As the only mandarin speaking member of our cardiology team, I spent a lot of time talking with him. We had long conversations on why smoking cessation is important and what it means to eat well. To me he complained about the hospital food, and I laughed in his face when he told me that he got the nurse to get him a hamburger and fries from the hospital cafeteria. I sat with him during his catheterization, and I translated for the cardiology fellow as he told Mr. Y that he had bad triple vessel disease, that there was nothing interventional cardiology can do for him as his coronary arteries are too bad and the plaque too diffuse for stents, and would probably need a CABG. I laughed at him again when right after he heard the news, and then told us that he was hungry because he was NPO for the entire morning and asked if someone could get him McDonalds now that we are done.

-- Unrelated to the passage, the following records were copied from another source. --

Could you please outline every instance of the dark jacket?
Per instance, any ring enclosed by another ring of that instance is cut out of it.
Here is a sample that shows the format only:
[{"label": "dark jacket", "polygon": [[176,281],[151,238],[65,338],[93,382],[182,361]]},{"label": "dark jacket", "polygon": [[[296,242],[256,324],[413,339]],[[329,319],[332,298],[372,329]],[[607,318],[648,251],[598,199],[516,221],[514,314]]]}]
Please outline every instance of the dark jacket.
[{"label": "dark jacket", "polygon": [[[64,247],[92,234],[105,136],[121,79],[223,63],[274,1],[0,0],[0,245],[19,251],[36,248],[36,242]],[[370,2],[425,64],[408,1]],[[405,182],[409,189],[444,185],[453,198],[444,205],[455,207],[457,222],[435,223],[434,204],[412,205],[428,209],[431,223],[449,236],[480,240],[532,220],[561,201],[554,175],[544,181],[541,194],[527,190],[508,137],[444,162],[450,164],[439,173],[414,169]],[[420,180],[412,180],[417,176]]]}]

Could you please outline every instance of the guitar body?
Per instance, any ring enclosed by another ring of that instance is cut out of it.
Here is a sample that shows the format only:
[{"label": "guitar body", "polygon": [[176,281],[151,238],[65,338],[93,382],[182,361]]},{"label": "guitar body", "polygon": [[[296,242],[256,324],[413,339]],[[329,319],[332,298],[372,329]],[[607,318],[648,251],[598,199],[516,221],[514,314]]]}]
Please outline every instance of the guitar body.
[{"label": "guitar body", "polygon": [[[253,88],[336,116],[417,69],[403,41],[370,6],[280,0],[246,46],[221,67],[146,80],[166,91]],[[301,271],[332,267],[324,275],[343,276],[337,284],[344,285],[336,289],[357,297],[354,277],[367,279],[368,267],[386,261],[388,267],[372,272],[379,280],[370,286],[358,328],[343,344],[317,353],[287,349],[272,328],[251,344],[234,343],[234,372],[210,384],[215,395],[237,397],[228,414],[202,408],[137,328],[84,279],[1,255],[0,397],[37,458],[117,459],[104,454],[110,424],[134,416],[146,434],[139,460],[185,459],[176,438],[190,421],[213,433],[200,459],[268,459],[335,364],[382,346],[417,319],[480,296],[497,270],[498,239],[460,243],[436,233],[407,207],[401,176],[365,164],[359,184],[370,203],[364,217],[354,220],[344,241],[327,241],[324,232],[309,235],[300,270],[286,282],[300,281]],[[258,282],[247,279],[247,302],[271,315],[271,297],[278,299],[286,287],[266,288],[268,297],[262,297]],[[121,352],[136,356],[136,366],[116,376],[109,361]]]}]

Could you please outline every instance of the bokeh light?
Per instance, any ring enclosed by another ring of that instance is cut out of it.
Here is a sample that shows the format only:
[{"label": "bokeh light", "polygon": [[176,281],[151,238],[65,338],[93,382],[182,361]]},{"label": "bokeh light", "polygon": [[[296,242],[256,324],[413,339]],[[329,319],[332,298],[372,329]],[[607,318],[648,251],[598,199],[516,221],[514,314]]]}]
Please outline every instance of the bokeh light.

As a physician, there is so much responsibility. The idea of informed consent is hard, who can truly understand the implications, ramifications, advantages, disadvantages, challenges, and harms of an invasive procedure. It was especially hard for a patient like Mr. Y. Monolingual and poorly educated; Mr. Y was a migrant worker working as a masseuse in a mall in South Bay as the rest of his family was in China. When I asked for an emergency contact, repeated as the likelihood of CABG became greater, he could not name anyone. He was alone, in a country that does not even speak his language. Although I sat down with him and described to him in detail the surgery, he was almost indifferent, almost resigned in his trust of the medical team. Asking him to explain concepts back to us, all he would say is “I don’t really understand, but whatever you say I need, I’ll do.”

He asked me if a CABG was dangerous, and I looked him in the eye. “This is a very invasive surgery, they will need to open your chest and perform major surgery. There is the risk of complications, but we believe that this surgery can help you and we recommend you get the surgery.” I thought we were doing a good job. SGFH doesn’t even have a cardiothoracic surgeon – we called Moffitt/UCSF, got carotid ultrasounds, and PFTs, and kept him inpatient until the following week. I thought it was a triumph, an expensive surgery for a poor patient – an egalitarian use of resources and a good advocacy on our part.

One of the assignments for the medicine clerkship was to call a patient after discharge to help us think about discharges and to assess patients understanding and management after they went back home. During my last week, I finally got around to this assignment. I called his phone three times during the last week. Only on the third call did someone finally pick up, but it wasn’t Mr. Y. It was a nurse at Moffitt/UCSF. Mr. Y was still in the hospital so many days after the surgery? The nurse was actually an ICU nurse. Mr. Y suffered a stroke after the CABG, and this was his 5th day in the ICU. He was now no longer able to speak, aphasic and needing to be transferred to back to SFGH – potentially for a long stay before long term placement.

It’s always said that life is fragile, and that we should cherish each and every moment, but is so hard to know and truly internalize this bitter and cold truth. It is hard to be an advocate for people who depend on you when in there is so much uncertainty, so much risk, and so much danger behind every choice. As physicians, our job is to provide predictability, stability, and comfort. To explain, reassure, manage, care for, and love our patients. Even that alone is hard.